Edition: Crum, W.E., and Steindorff, G., Koptische Rechtsurkunden des achten Jahrhunderts aus Djeme (Theben) (Leipzig, 1971), 253–320 (P. KRU 78–103). German Translations: Till, W.C., Die Koptischen Rechtsurkunden aus Theben (Vienna: H. Böhlaus, 1964), 149–186. Further reading: Biedenkopf-Ziehner, A., Koptische Schenkungsurkunden aus Thebais: Formeln und Topoi der Urkunden, Aussagen der Urkunden, Indices (Wiesbaden: Harrassowitz, 2001). Godlewski, W., Deir el-Bahari V: Le monastère de St. Phoibammon (Warsaw: PWN, 1986). Papaconstantinou, A., "Notes sur les actes de donation d’enfants au monastère thébain de Saint-Phoibammon," The Journal of Juristic Papyrology 32 (2002), 83–105. Papaconstantinou, A., "Theia oikonomia. Les actes thébains de donation d’enfants ou la gestion monastique de la pénurie," in: Mélanges Gilbert Dagron (Paris: Association des amis du Centre d'histore et civilisation de Byzance, 2002), 511–526. Richter, T.S., "What’s in a story?

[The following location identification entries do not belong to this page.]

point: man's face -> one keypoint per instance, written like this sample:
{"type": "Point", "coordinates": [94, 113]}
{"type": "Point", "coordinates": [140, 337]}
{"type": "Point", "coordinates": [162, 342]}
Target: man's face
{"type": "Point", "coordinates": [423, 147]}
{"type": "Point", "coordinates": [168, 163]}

Cultural narratology and Coptic child donation documents," The Journal of Juristic Papyrology 35 (2005), 237–264. Schaten, S., "Koptische Kinderschenkungsurkunden," Bulletin de la Société d’archéologie copte 35 (1996), 129–142. Schenke, G., "The Healing Shrines of St Phoibammon. Evidence of Cult Activity in Coptic Legal Documents," Zeitschrift für Antikes Christentum (ZAC) 2016, 20(3), 496–523. Schroeder, C., "Children and Egyptian Monasteries," in: C. B. Horn and R. R. Phenix (eds.), Children in Late Ancient Christianity (Tübingen: Mohr Siebeck, 2009), 317–338. Thissen, H.–J., "Koptische Kinderschenkungsurkunden. Zur Hierodulie im christlichen Ägypten," Enchoria 14 (1986), 117–128. Wipszycka, E., "Resources and Economic Activities of the Egyptian Monastic Communities (4th–8th century)," The Journal of Juristic Papyrology 41 (2011), 159–263, esp. 221–227. For a full range of the documentary evidence on Phoibammon: Papaconstantinou, A., Le culte des saints en Égypte des Byzantins aux Abbassides (Paris: CNRS, 2001), 204–214.